Image by Matt Flynn
With a mesmerising voice and a powerful political message that resonates through much of her songwriting, Eve Simpson seems wise beyond her mere 17 years. Feeling a responsibility to speak about issues which affect her and those she knows on her debut EP, Shelter, Simpson’s songs talk of class, gender, politics and the mistreatment of the North East; the innocence of her sound betrays poetic lyrics that articulate much of the anger and injustice the younger generations are feeling in these uncertain and turbulent times.
Simpson states that her fascination with lyrics stems from being a “word geek” and she started writing stories and poetry from a young age; this means of creative expression eventually transformed into songwriting at the age of 13. “I think a lot can be said for using metaphorical language within poetry, as it’s a quest between reader and poet to decide what the other means; this then leaves room for interpretation and the personalisation element of literature.”
The local dialect, and the issues affecting the area in which she grew up, also makes their way into her songs. She references Margaret Thatcher and the closing down of the mines in A Woman’s Work, a song which also references feminism and fighting for gender equality. “I was once told by an English teacher that it is so important nowadays, especially for women, to have a political conscience. I think that’s one of the best pieces of advice I’ve ever received.”

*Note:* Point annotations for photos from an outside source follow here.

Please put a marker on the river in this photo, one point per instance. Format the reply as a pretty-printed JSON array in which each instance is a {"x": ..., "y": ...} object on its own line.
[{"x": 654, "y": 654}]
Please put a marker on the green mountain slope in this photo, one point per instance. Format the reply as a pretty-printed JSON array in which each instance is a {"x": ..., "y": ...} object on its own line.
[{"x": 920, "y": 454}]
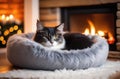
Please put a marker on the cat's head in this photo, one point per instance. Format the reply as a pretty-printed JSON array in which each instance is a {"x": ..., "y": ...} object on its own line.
[{"x": 49, "y": 36}]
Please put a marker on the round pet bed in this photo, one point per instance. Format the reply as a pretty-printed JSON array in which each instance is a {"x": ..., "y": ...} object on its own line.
[{"x": 23, "y": 52}]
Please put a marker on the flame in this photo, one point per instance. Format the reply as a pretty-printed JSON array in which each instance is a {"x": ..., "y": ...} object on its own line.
[
  {"x": 87, "y": 32},
  {"x": 92, "y": 27},
  {"x": 92, "y": 31}
]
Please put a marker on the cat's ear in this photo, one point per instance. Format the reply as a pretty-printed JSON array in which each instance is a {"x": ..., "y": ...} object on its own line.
[
  {"x": 39, "y": 25},
  {"x": 60, "y": 27}
]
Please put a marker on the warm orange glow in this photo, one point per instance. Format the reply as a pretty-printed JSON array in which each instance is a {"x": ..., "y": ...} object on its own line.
[
  {"x": 87, "y": 32},
  {"x": 111, "y": 40},
  {"x": 92, "y": 27},
  {"x": 103, "y": 34}
]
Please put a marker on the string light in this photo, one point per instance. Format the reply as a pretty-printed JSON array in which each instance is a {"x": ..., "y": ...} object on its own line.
[
  {"x": 11, "y": 29},
  {"x": 1, "y": 38},
  {"x": 16, "y": 27},
  {"x": 6, "y": 32},
  {"x": 3, "y": 42},
  {"x": 19, "y": 32}
]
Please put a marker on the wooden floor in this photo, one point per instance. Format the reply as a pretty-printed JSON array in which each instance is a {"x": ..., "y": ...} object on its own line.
[{"x": 5, "y": 65}]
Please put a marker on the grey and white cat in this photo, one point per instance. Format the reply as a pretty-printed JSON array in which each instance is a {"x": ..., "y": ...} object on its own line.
[{"x": 53, "y": 38}]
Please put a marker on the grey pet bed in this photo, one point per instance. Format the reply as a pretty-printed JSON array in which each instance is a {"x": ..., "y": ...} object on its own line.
[{"x": 23, "y": 52}]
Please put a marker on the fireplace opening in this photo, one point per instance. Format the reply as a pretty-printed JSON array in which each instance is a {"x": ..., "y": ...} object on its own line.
[{"x": 94, "y": 20}]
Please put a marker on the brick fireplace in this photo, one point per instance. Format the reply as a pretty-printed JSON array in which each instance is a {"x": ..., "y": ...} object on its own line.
[{"x": 51, "y": 14}]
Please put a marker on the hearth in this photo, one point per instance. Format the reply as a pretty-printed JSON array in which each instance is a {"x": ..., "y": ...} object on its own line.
[{"x": 95, "y": 20}]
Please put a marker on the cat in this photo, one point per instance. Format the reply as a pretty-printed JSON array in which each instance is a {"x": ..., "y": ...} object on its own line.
[
  {"x": 50, "y": 37},
  {"x": 55, "y": 38}
]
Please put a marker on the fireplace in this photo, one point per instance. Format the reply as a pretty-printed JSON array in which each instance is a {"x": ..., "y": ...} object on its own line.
[{"x": 95, "y": 20}]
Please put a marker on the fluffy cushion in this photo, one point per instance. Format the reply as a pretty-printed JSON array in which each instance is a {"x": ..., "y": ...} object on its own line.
[{"x": 23, "y": 52}]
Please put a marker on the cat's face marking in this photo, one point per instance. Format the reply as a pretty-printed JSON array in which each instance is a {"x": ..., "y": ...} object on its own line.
[{"x": 49, "y": 36}]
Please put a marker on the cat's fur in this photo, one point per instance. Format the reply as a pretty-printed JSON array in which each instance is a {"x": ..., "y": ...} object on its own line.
[
  {"x": 50, "y": 37},
  {"x": 53, "y": 38}
]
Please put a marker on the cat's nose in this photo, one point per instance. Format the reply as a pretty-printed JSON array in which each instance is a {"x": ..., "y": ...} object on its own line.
[{"x": 51, "y": 42}]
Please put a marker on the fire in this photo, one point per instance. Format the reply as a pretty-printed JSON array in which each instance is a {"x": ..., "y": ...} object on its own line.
[{"x": 92, "y": 31}]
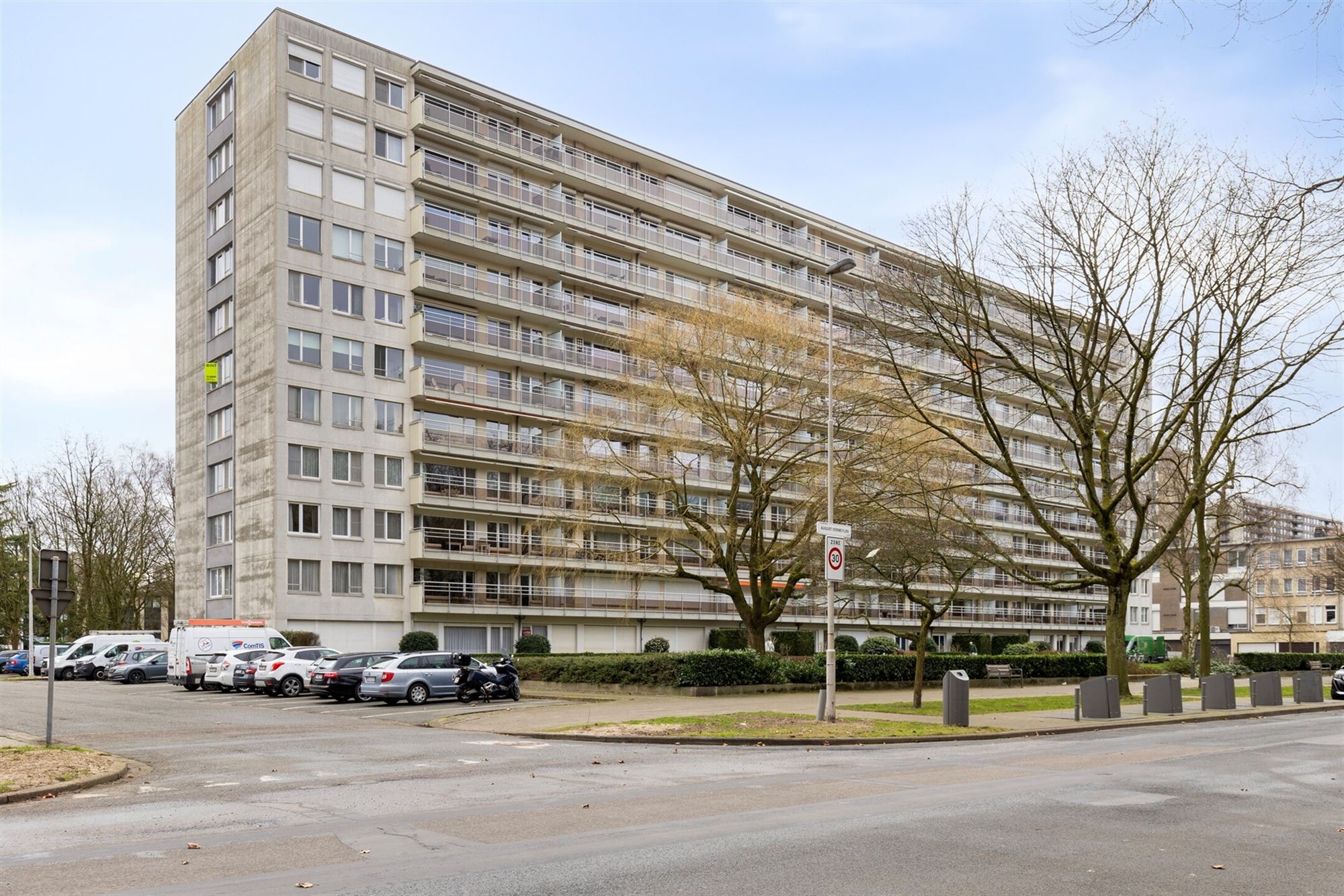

the innocence of her sound betrays poetic lyrics that articulate much of the anger and injustice the younger generations are feeling in these uncertain and turbulent times
Despite the label of ‘young singer-songwriter’ seeming too broad to do her music justice, she isn’t bothered by people mentioning her age, but cites that it is more the quality of the music and how it affects the audience that should be being discussed. The label of ‘singer-songwriter’ gives her more room for expression than if she were pegged under a ‘folk’ or ‘country’ label, as her songs fluctuating between these stylistic choices and drawing influences from many other genres.
It’s here that the comparison between Simpson and American folk pioneers such as Joan Baez crosses the mind; as they both demonstrate a high, classical soprano-style voice with simple musical accompaniment and compelling, politically fuelled lyrics. Simpson has also stated Joni Mitchell as being an influence in her high voiced singing style and Billy Bragg as an inspiration in her political writing. “I would say I tend [to lean] towards the ‘folky’ side of things more so than ‘country’, I’m by no means traditional folk but I think the original 1960s/70s American ‘folk’ concept of a sole voice and a guitar or a piano is something that I definitely admire and is what I’m more drawn to.”
Her collaboration with Northumbrian folk singer Kathryn Tickell and her Superfolkus project has given the young songwriter a confidence in her performance and writing ability – something that evidently hasn’t been lost on many, as the Shelter EP was lodged at number two in the iTunes pre-order charts. At the EP’s launch on Friday 25th November at Tynemouth Surf Café, she’ll be joined by a handful of Superfolkus performers who will help bolster her sound, and if the results of Shelter are anything to go by, this young songwriter has more than a bright future ahead.